MoMA is a museum of modern and contemporary art founded in 1929 by three enterprising women who wanted to bring modern art to America. We're located in mid-town Manhattan just a few blocks from Rockefeller Centre and Fifth Avenue. We have always been a museum dedicated to what the founder and the founding director called 'the art of our time' to include traditional arts such as painting, sculpture, drawing and printmaking along with industrial design, film and photography. In recent years we've added departments on media and performance art and have started to incroporate dance and movement into our galleries as well as digital.
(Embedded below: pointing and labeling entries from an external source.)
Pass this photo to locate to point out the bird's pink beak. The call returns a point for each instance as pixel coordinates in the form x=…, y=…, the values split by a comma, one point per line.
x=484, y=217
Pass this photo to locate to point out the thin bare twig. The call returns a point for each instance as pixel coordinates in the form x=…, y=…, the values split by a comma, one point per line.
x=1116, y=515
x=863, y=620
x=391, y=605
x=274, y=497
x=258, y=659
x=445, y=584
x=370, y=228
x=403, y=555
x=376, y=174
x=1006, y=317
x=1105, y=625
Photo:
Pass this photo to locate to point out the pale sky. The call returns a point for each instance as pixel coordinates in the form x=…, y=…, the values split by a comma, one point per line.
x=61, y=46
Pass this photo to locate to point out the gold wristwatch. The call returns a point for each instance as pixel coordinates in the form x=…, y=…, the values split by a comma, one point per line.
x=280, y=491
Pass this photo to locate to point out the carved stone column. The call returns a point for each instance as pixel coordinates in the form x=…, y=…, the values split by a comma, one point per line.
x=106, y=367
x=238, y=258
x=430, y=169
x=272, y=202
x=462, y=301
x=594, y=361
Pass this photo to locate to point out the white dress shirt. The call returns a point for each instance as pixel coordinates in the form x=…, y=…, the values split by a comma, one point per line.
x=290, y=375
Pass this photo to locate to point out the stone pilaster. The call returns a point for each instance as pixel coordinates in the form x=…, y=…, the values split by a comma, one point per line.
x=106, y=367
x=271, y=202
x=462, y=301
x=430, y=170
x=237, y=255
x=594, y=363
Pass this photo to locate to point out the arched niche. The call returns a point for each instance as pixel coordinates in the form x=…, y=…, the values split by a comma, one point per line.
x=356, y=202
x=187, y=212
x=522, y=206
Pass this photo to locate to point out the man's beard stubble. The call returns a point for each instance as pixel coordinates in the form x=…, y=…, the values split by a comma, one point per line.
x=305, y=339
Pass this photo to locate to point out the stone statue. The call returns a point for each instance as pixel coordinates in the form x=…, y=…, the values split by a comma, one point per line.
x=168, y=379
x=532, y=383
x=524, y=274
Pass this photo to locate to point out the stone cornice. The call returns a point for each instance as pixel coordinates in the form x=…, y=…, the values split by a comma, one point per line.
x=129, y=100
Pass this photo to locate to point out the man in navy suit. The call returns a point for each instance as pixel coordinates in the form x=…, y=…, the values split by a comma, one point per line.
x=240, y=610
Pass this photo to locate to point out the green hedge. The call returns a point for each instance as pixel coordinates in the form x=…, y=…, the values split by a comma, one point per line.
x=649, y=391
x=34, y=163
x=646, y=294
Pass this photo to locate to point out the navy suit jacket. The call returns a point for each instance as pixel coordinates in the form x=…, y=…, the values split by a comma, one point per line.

In my role there, I'm very fortunate to manage an amazing team. We won't work with a creative agency because we feel that we know our brand very well and we want to keep what is considered the most fun work in house. I'm really fortunate to work with a great and talented group of people and I'm standing on this stage on their shoulders as they are working away back in New York.
I'm going to show you some campaigns and tell you some of the stories behind the stories, some lessons that we've learned, some successes, some failures, and some things that you could apply when you go back to your own organisations. I believe that there is a strong thread connecting all of the arts, that we are more alike than we are different and I think it's something so inspiring to meet people from the theatre and the performing arts.
The story behind the story
A lot of the themes that I'm going to talk about have to do with the approach that artists take in their work. It is all about loosening up, conceding a little bit of control of the overall product and marketing and incorporating the idea of 'play'. One of the things where we have been experimenting with that idea that has been successful is our own identity. At MoMA we have a logo, MoMA with the lower case 'o', that has been around since the 1970s. It was designed by the famous designer Ivan Chermayeff and when we reopened our building in 2004 there was a big discussion about whether our logo should be changed. Everyone decided that the logo was so well known around the world that it was not something that we should mess around with so we redesigned it but very slightly, a little more streamlined, so that people could barely tell. We thought that it would be good to play around with it and created a full-page ad in the New York Times introducing the Fall season with the logo as the starting point.